Investors have just about abandoned any hope of an agreement with Greece emerging from the Eurogroup meeting in Luxembourg. Some believe Athens has the cash to settle its €1.6bn bill with the IMF this month. Some predict capital controls to limit bank withdrawals. Some say a default by Greece would result in the country's ejection not only from the euro zone but from the EU itself. Everyone has a theory and nobody knows, not even the protagonists.
It is unlikely that the denouement will come today. Greece has until the end of the month to make its payment to the IMF: Neither side would benefit from pulling the trigger at this stage so investors expect the poor old can to get another kick down the road. Anticlimax is almost assured, as with yesterday's Federal Reserve monetary policy decision.
Wages not rates
As widely expected, the Fed left its Funds Rate unchanged yesterday. Investors reacted by selling the US dollar but it was not the weakest performer. A greater surprise was the acceleration in UK wage inflation. Investors reacted by buying sterling but it was not the top performer.
The UK employment data, which were decent enough in the round, included the surprise news that wages were up by 2.7% on the year. The pound shot higher. It was not the outright leader, having to concede first place to the Norwegian krone, but it strengthened by 0.7%.
The US dollar headed the other way, falling sharply after the Fed confirmed that it would be leaving its benchmark interest rate unchanged for the time being. The feeling is that a September increase is still on the cards but nobody is sure.
Today's ecostat agenda began with New Zealand's first quarter gross domestic product figures. They showed the economy expanding by just 0.2%, two thirds less than expected. Investors slammed the NZ dollar, knocking another two cents off its value.
The Kiwi was already on the retreat following the UK employment data. It ended up with a daily loss of -2.3%, making it the weakest performer for the month, the quarter and the year to date.
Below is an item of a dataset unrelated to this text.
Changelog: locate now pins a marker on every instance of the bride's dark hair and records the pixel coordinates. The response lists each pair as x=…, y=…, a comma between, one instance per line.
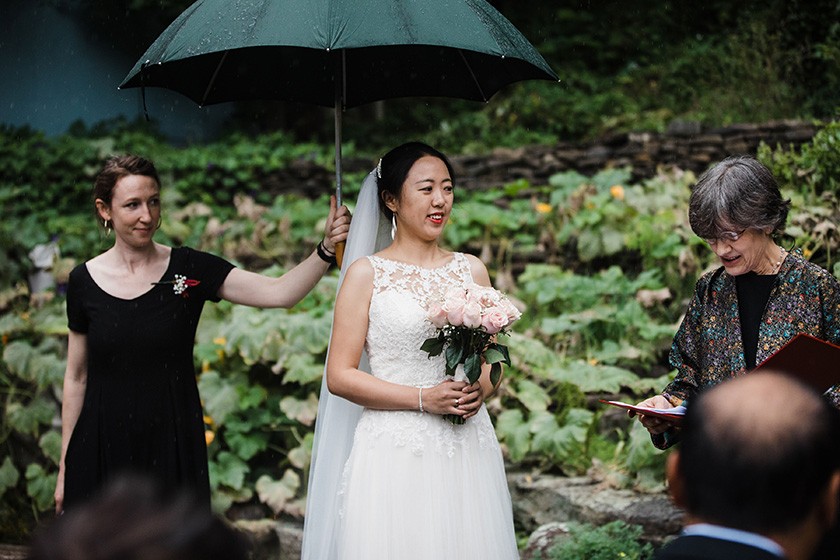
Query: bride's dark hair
x=394, y=168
There are rate decision today from the central banks of Switzerland and Denmark. A relaxation of policy is possible from either. The only ecostats due before lunch are the UK retail sales data for May, which are forecast to show them flat on the month.The US inflation figure this afternoon will have been devalued slightly by yesterday's Fed announcement but if it is widely adrift from the forecast 0.2% it could affect the dollar. Listen out for the sound of that can being kicked.